My therapist told me about the research completed by Simon Baron Cohen et. al. That conditions related to steroid hormones function are more frequent in autistic girls and women and that they correlate with autistic traits. Seriously? They found that body mass index, reproductive system diagnoses, prediabetes symptoms, irregular puberty onset, and menstrual irregularities were significantly more frequent in autistic women. How come I only found out about this now? How come I didn’t receive this medical attention?
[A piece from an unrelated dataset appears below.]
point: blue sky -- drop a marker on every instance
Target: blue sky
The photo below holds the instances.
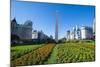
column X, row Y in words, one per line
column 43, row 15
How come I was never screened for Autism?
In summary, what I needed from you doctors and gender therapists was:
What I needed from you:
A comprehensive full assessment and diagnoses. My autism diagnosis and co-existing disorders, conditions and learning disabilities assessed and diagnosed. I needed this fully explained to me including my giftedness and learning challenges
My sexual abuse treated
Long-term therapy, including EMDR and somatic trauma therapy. Exploratory Therapy has been immensely helpful. Therapy that is modified for autistic people has been immeasurable helpful.
Time
Family Therapy
An occupational therapist
A speech therapist
It’s too late for apologise. You have all done great harm to me. Thank you to my grandmother and my exploratory therapist for saving my life and my sanity.